Friday, March 21, 2014

Financial Comment - Crimea and global markets

Crimea and global markets
Americans protest Lukoil station in Jersey City
The Russian invasion and successive annexation of Crimea have been in the global focus since late February. The investment and commodity markets have all felt the impact. Russian stock indices have suffered the most: the RTS index dropped 19% between February 24 and March 14 to 1,062 points. Since then, the index recovered by 9% to 1,156 points. Some analysts connect this recovery to the perceived weakness of the response from the United States and Europe to the Russian actions. At the same time, others expect new rounds of sanctions from the West and note that foreign investors are still shunning Russian equities. Like the White House spokesman Jay Carney put it on Tuesday: “I wouldn’t … invest in Russian equities right now – unless you’re going short”. 

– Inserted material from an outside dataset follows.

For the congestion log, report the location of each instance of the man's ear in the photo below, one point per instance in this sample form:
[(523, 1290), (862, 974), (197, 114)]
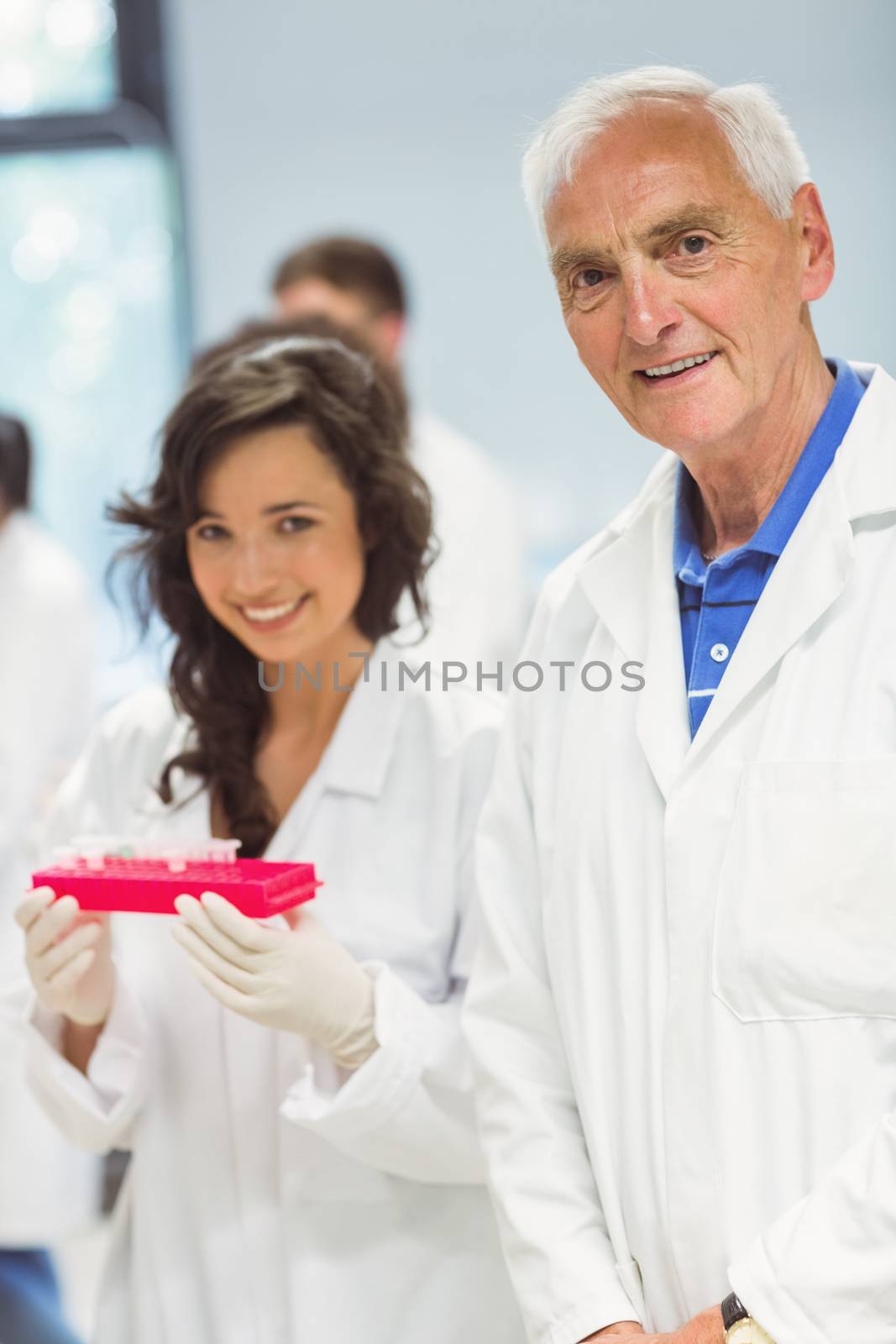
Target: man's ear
[(819, 246), (389, 335)]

The oil market has been in focus as Russia is the biggest oil producing country with a 13.3% estimated share of global production (2013). Because Russia gets 70% of its exports from energy sales, western sanctions against its oil and gas exports would potentially be devastating for the country. However, Europe does not seem to be ready to impose such sanctions because 30% of its oil and natural gas supply comes from Russia. European leaders have promised to work towards greater energy independence from Russia in the future. The situation with the western economic sanctions against Russia may clear up next week when the G7 countries gather in The Hague. The price of oil has been fluctuating: in the first two weeks of March, the price of WTI oil fell from US$105/barrel to US$98/barrel and some analysts attributed it to the West’s efforts to warn Russia about possible threats for its oil exports. By now, the price has recovered to around US$100 a barrel.